Dumb Questions?

OK, this is probably a dumb question, but if Canada wants to ship oil across the U.S, to a refinery in Texas, why not just use the money to build a refinery in Canada by the oil field? I know, you’re probably going to have answers to all of these, possibly simple questions, so let me try to anticipate the responses.

Texas is a port city from which the refined oil can be shipped around the world.
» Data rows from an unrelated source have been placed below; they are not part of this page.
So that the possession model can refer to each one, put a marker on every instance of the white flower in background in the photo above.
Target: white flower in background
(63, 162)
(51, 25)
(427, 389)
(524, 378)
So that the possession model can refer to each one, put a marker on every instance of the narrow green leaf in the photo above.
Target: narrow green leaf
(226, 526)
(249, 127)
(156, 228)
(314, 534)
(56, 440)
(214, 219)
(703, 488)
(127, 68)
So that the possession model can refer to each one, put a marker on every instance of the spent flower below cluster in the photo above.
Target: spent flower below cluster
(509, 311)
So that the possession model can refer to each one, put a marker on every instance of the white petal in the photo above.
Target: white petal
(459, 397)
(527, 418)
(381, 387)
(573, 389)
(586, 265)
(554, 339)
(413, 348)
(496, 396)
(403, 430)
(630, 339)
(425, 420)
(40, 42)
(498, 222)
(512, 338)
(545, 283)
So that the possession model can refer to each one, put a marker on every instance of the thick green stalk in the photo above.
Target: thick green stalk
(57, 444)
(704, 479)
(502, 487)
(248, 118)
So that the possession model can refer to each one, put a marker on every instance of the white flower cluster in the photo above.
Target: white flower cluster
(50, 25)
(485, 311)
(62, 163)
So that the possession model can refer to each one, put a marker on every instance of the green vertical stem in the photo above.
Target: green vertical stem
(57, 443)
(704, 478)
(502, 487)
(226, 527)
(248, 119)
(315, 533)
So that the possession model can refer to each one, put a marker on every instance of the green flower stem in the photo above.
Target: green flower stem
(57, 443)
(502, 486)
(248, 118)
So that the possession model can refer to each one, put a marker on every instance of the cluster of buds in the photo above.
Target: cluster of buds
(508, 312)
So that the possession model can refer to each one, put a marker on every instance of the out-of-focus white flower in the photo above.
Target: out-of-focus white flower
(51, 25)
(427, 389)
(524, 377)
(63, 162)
Alright, then, why not, after building the refinery in Canada, build a pipeline to a port city in Canada?

This would cost more than just building the pipeline through the U.S. and besides, Canadians would probably try to stop the pipeline from damaging the Canadian wilderness and affecting Canadian farmers and others. OK, but how will this oil benefit the U.S. which is trying to move away from dirty fossil fuel by fracking every available shale surface in the country?

Well, that industry is undergoing its own fight against unsafe fracking and it would cost a lot of money to study the industry and then to make fracking safer.

Oh, I get it! It’s all about saving big multinational corporations money. Of course. I guess, when put against the increase in profits, these are all dumb questions.

Sharing a Story

Winter Boots

(Anyone who has ever dressed a child will love this)

Did you hear about the teacher who was helping one of her
pupils put on his boots?

He asked for help and she could see why.

Even with her pulling, and him pushing, the little boots still didn’t want to go on.

By the time they got the second boot on, she had worked up a sweat.

She almost cried when the little boy said,

‘Teacher, they’re on the wrong feet.’

She looked, and sure enough, they were.

Unfortunately, it wasn’t any easier pulling the boots off than it was putting them on.

She managed to keep her cool as, together, they worked to get the boots back on,
this time on the correct feet.

He then announced, ‘These aren’t my boots.’

She bit her tongue, rather than get right in his face and scream,
‘Why didn’t you say so?’ like she wanted to.

Once again, she struggled to help him pull the ill-fitting
boots off his little feet.

No sooner had they got the boots off when he said,

‘They’re my brother’s boots. But my Mom made me wear ’em today.’

Now she didn’t know if she should laugh or cry.

But she mustered up what grace and courage she had left to
wrestle the boots BACK onto his feet again.

Helping him into his coat, she asked,

‘Now, where are your mittens?’

He said, ‘I stuffed ’em in the toes of my boots.’

She’ll be eligible for parole in three years.